A very short extract of SLIDE: Sub LInear Deep-learning Engine
Sharing this amazing piece of research (1). The principles look so simple (in hindsight of course), yet results are incredible - 3.5x faster performance on 44-core CPU compared to NVIDIA GPU. It doesn’t use TensorFlow or any other existing framework. This is basic research and innovation. Looks like this has the potential for making Deep Learning even more accessible. Here are some salient points:
- Diminished returns in Matrix Multiplication algorithms: Existing Deep Learning/Neural Nets are based on matrix multiplication. Matrix operations have been optimized for the last several years, but have reached a saturation point and rely on hardware acceleration for further improvements.
- Exploiting Adaptive Sparsity: The idea of dropouts in Deep Learning is a case of exploiting sparsity in the activated neurons. There has been work on showing the computational advantage of Locality Sensitive Hashing (LSH) to identify sparse neurons while training, but previous work didn’t show an implementation that could beat matrix multiplication on specialized hardware, when factoring in overheads of LSH. This paper presents an implementation that does.
- Batch Gradient Descent: Input data is still divided into batches, each batch consisting of hundreds of samples.
- Sequential Feedforward and Backpropagation for each input sample: In the feedforward phase, first active neurons are retrieved for each layer using hash functions on the input data. Then activations are calculated only for the active neurons (this is how sparsity is exploited). In the backpropagation phase, the gradient of the error is propagated back to the same active neurons at each layer using a classical message passing implementation, rather than vector multiplication.
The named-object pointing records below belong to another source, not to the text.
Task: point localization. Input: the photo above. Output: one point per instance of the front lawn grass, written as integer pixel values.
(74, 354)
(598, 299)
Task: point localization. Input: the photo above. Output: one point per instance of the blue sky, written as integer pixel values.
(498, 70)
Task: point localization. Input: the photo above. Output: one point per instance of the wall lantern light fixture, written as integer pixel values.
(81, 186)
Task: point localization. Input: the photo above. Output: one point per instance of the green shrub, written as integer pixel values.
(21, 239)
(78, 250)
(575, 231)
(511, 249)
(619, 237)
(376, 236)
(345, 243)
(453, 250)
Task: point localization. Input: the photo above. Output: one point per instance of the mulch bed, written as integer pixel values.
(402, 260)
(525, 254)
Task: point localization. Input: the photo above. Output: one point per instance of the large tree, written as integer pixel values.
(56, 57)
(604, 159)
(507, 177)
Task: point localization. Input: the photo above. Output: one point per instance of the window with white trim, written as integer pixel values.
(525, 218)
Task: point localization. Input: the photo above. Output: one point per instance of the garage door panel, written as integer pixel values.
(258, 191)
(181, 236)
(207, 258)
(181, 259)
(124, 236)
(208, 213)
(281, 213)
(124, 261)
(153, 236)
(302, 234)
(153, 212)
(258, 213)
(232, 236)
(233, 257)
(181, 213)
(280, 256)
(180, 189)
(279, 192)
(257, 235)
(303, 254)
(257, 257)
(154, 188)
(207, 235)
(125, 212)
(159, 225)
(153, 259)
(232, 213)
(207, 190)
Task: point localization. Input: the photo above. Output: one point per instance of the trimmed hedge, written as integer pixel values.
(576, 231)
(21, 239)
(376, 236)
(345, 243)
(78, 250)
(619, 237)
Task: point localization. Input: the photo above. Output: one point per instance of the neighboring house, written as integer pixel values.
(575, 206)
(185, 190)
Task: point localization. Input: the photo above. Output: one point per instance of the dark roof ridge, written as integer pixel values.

- Exploiting Parallelism: Parallelism is achieved by parallelizing feedforward and backpropagation on the input data. Each sample of input data in the batch runs in its own thread and updates weights in parallel across all layers. To ensure calculations don’t conflict with each other, two arrays are maintained for each neuron, one for the activation of each neuron for each data, and another for the error gradient for each neuron for each data.
- Accumulation of weight updates is done randomly and asynchronously: Key insight utilized is that it doesn’t hurt convergence if the weight updates are accumulated randomly. So each weight is updated asynchronously by each thread. This avoids synchronization during batch accumulation. This design choice is said to be directly responsible for near perfect scaling with increasing cores. (Comparatively, TensorFlow shows poor scaling on CPUs beyond 16 cores.)
(1) See the full research paper here: (https://www.cs.rice.edu/~as143/Papers/SLIDE_MLSys.pdf)